De jongen, Ahmed staat er op zijn blauwe jasje, lacht beleefd tegen zijn onverwachte bezoeker, kennelijk zijn nieuwe manager.
‘Nee, nee natuurlijk, prima hoor, wat wilt u weten?’
Wat zou hij anders moeten zeggen, denk ik.
Aangekomen bij de kassa hoor ik de vierkante bril nog bezig met zijn profileershow: “O ja, wat ik óók nog wil weten….“ zegt hij met luide stem, en loopt zonder te kijken of de jongen hem volgt weer terug de winkel in. Ahmed moet de nodige moeite doen om zijn snelle pas te volgen, ik voel medelijden met de jongen die zo zijn best doet om het zijn meerdere naar de zin te maken.
Nu nog een krantje en dan snel naar huis om te schrijven. Achter de counter staat Fatima, ze draagt een inktzwarte hoofddoek. Haar gezicht steekt er bleek bij af. Tot nu toe verraste ze mij met hoofddoeken in de meest uiteenlopende kleuren en prints. Felroze bloemen, tropische groen, kanariegeel met abstracte figuren, strepen in alle kleuren van de regenboog.
Deze hoofddoek oogt niet bepaald opgewekt.
‘Hé, geen vrolijke hoofddoek vandaag?’ vraag ik voorzichtig.
‘Nee, dat mag niet meer.’ Ze lacht verlegen.

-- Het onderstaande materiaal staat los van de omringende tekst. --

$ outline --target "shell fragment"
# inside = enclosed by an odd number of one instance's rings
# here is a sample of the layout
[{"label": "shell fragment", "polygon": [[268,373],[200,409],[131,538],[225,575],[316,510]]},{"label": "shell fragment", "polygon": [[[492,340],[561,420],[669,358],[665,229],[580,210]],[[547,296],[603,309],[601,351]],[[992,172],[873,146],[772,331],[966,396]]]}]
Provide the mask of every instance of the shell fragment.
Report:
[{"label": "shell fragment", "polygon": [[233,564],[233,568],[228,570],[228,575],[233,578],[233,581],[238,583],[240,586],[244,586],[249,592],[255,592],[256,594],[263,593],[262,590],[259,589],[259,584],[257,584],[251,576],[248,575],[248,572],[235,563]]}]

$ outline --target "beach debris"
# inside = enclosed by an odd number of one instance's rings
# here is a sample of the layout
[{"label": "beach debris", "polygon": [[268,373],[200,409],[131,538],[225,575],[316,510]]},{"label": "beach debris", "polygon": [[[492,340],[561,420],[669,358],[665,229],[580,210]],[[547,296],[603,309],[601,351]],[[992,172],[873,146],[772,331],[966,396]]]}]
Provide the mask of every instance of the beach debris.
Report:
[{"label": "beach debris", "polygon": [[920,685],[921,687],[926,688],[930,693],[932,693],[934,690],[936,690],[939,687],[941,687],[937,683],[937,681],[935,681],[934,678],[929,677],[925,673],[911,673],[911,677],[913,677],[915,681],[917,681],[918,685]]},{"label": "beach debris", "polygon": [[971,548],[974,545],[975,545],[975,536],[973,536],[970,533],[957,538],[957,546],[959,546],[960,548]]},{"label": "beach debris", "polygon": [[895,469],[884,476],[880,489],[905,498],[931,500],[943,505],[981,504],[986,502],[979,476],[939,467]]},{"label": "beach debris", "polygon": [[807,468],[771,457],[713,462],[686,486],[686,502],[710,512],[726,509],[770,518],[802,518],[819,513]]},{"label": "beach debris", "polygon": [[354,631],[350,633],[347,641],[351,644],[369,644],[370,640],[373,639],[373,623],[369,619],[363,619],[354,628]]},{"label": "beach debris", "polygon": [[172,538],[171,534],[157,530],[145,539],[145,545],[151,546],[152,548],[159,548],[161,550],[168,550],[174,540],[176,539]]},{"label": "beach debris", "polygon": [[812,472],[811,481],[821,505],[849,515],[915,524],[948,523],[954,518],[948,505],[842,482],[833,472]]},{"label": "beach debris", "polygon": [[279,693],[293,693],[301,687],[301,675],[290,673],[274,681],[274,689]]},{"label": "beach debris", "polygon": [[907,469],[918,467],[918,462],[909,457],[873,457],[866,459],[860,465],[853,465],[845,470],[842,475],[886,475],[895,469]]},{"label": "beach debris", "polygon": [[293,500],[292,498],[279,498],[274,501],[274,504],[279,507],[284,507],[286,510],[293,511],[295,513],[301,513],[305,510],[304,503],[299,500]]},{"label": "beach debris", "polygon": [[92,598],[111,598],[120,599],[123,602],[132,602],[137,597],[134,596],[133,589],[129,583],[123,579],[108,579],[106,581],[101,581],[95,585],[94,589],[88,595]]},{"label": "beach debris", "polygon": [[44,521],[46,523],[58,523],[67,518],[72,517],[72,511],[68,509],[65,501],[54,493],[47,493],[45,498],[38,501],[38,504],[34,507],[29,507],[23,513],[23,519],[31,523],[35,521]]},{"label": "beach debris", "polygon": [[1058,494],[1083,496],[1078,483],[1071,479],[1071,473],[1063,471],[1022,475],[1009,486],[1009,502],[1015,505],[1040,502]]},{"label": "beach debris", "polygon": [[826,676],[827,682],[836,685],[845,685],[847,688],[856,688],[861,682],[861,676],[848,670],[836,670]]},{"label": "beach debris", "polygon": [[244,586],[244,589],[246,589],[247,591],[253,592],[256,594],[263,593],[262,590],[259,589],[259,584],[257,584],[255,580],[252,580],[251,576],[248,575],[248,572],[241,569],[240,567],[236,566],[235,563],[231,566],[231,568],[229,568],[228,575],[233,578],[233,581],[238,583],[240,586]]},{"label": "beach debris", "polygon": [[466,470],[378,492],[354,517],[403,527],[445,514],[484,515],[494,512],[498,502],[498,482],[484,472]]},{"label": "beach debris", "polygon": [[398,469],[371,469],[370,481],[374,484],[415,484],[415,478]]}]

‘Mag niet meer? Is er iets met je familie? Ben je in de rouw?’
‘Gelukkig niet, heel veel klanten dachten hetzelfde maar van hier mag het niet meer.’
‘Bedoel je dit filiaal of landelijk?’
‘Dit filiaal, ze hebben gezegd dat ik alleen nog een zwarte of blauwe hoofddoek mag dragen.’
Fatima kijkt gekwetst.
‘Ik werk hier al meer dan twintig jaar, ik heb gezegd dat ik het er niet mee eens ben. Zelfs klanten hebben een klacht ingediend en nou mag ik er niet meer over praten, daar kan ik last mee krijgen, hebben ze gezegd.’ Snel scant ze de winkel met haar ogen. Mijn navel spant zich aan, door de golf boosheid die vanuit mijn buik omhoog komt over dit staaltje machtsmisbruik en misplaatste bemoeizucht. Fatima kijkt angstig naar mij. Mijn opwinding kan haar alleen maar last bezorgen.
‘Het is echt zonde’, verzucht ze, ’ik heb wel 80 verschillende hoofddoeken in de kast hangen. Na een korte pauze vervolgt ze met ondeugende blik: ‘Als ik over een paar jaar ergens anders werk, dan doe ik weer lekker mijn gekleurde hoofddoeken op hoor!’ Ze kijkt mij stralend aan.
Met een knoop in mijn buik loop ik de winkel uit. Een ongure wind waait in mijn gezicht.